Es obvio que el ajuste fiscal duele mucho pero no se puede seguir gastando sin freno porque al final la cuenta la paga toda la generacion joven que viene llegando ahora.
todo esto huele mal :(( los alcaldes van a sufrir mucho por culpa de decisiones en la capital que nadie entiende bien verdad :(
esto es un desastre total porque estan quemando miles de millones y ni siquiera se preocupan del pueblo pobre como siempre han hecho estos politicos de siempre
el problema real es que la deuda consume gran parte del presupuesto y deja poco margen para obras nuevas o mejoras sociales importantes en las regiones del pais
Los alumnos deberiamos entender mejor estas cosas para votar bien despues aunque es dificil entender tanto numero complicado en el reporte
Hay que exigir transparencia inmediata en como se usan esos fondos asignados para evitar corrupción futura en las municipalidades que piden mas ayuda
claramente hay una agenda oculta para debilitar la autonomia territorial y concentrar poder en la centralidad gubernamental sin contar con nadie
El Estado como institución refleja nuestra condición colectiva pero a menudo distorsiona la realidad económica con cifras abstractas que ocultan el verdadero peso social. Cuando hablamos de consolidación fiscal estamos ante una dicotomía entre el bienestar inmediato y la estabilidad futura que nadie logra definir correctamente. La deuda pública actúa como un fantasma que persigue cada nuevo mandato y convierte los ingresos presentes en pasivos futuros inevitables. Es curioso observar cómo se castiga a la gestión local cuando la estructura central es quien diseña las reglas del juego sin consultar las necesidades reales de territorio. El ciudadano promedio nunca entiende el mecanismo técnico pero sí siente el efecto en sus servicios diarios que se deterioran progresivamente. Debemos preguntarnos si este modelo es sostenible realmente o si es solo maquillaje político para aparentar orden administrativo ante organismos externos. La presión sobre los GAD locales es evidente pero carece de contexto sobre la capacidad recaudatoria real de esas entidades municipales. Parece que buscamos eficiencia en un sistema diseñado para la ineficiencia estructural y heredado de décadas malas. La inversión pública es el motor del crecimiento y reducir esa partida implica detener el engranaje económico completamente. Si los municipios no cumplen metas impuestas artificialmente sufrirá el tejido social más que las cuentas nacionales. La filosofía política detrás del presupuesto es tan importante como los números mismos en hoja de cálculo. Ignorar el aspecto humano de la gestión pública condena cualquier reforma técnica al fracaso seguro a largo plazo. Necesitamos una nueva visión ética sobre el uso del dinero público que trascienda la mera contabilidad financiera. Mientras sigamos ocultando costos reales seguiremos siendo víctimas de ciclos de deudas que no podemos pagar nunca jamás. En definitiva el debate presupuestario es en realidad un debate profundo sobre qué tipo de sociedad queremos construir mañana.
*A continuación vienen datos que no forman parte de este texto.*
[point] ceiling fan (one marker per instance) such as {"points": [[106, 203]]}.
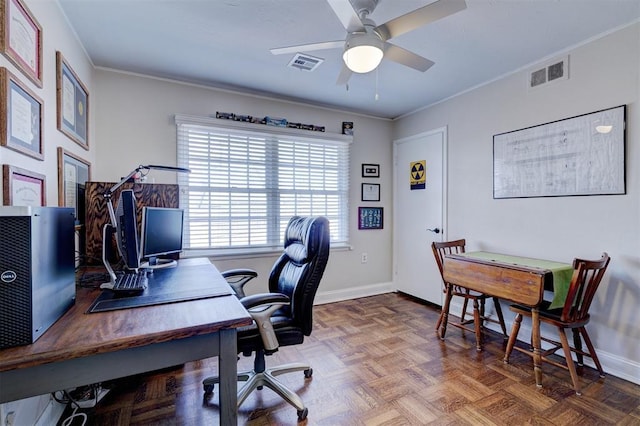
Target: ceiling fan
{"points": [[367, 43]]}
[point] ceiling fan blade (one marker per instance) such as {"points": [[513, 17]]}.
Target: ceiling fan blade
{"points": [[308, 47], [419, 17], [347, 15], [345, 75], [407, 58]]}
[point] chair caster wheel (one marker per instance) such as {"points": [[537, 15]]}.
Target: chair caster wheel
{"points": [[302, 414], [208, 389]]}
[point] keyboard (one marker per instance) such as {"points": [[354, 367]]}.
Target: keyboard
{"points": [[131, 282]]}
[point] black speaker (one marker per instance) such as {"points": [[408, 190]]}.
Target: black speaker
{"points": [[37, 271]]}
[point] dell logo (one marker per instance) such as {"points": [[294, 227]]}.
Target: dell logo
{"points": [[8, 276]]}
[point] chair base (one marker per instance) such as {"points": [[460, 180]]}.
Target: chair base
{"points": [[256, 380]]}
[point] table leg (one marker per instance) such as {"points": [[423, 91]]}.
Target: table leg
{"points": [[228, 374], [441, 327], [537, 344]]}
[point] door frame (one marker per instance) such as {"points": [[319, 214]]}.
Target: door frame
{"points": [[445, 184]]}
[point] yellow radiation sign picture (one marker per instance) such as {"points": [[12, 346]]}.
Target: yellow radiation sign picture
{"points": [[418, 174]]}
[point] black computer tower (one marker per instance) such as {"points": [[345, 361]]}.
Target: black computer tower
{"points": [[37, 271]]}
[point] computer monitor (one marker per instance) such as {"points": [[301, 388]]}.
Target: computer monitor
{"points": [[127, 229], [161, 235]]}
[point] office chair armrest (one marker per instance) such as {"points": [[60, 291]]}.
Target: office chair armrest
{"points": [[261, 307], [237, 278]]}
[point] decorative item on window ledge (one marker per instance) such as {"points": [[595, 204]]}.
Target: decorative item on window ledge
{"points": [[370, 218], [269, 121]]}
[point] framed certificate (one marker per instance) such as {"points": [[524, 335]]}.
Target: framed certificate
{"points": [[73, 103], [22, 187], [370, 218], [21, 111], [73, 174], [370, 192], [21, 39]]}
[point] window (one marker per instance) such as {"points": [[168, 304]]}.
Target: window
{"points": [[246, 182]]}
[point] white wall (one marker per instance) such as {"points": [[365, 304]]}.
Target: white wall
{"points": [[603, 74], [134, 125], [56, 37]]}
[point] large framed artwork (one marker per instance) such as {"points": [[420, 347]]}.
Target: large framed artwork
{"points": [[21, 111], [73, 174], [581, 155], [72, 103], [22, 187], [21, 39]]}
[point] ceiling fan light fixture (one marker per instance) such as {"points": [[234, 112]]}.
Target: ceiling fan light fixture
{"points": [[363, 53]]}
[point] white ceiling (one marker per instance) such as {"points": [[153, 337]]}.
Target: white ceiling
{"points": [[225, 44]]}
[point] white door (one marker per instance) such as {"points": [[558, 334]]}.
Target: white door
{"points": [[419, 213]]}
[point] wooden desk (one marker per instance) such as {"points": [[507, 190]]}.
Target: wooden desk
{"points": [[514, 282], [81, 348]]}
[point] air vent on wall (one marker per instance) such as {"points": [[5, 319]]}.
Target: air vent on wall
{"points": [[305, 62], [554, 70]]}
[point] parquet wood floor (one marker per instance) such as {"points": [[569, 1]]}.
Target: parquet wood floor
{"points": [[378, 361]]}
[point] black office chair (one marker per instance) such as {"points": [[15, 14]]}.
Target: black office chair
{"points": [[282, 317]]}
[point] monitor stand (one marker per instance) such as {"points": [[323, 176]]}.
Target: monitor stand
{"points": [[155, 263]]}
todos gritan recortes pero olvidan que si no pagamos deudas nos quiebran en tres dias flat y luego nadie te presta nada en absoluto !!
El dato clave es el porcentaje de IVA que aportará ocho mil millones eso es vital para la sostenibilidad financiera de cualquier programa nacional
Ojala que al menos en salud no baje el presupuesto porque ahí sufre mas gente normal del dia a dia sin poder hacer nada al respecto
La reforma es necesaria aunque sea dolorosa.
Ayuuu mi ciudad va a perder recursos :( pero bueno hay que confiar en la nueva ley !!! y esperar que mejore todo pronto
Qué ironía que busquen eficiencia administrativa mientras aumentan el déficit global estructuralmente hablando es una contradicción terrible.
Ignorancia pura analizar esto sin ver la macroeconomía global actual y sus implicaciones directas.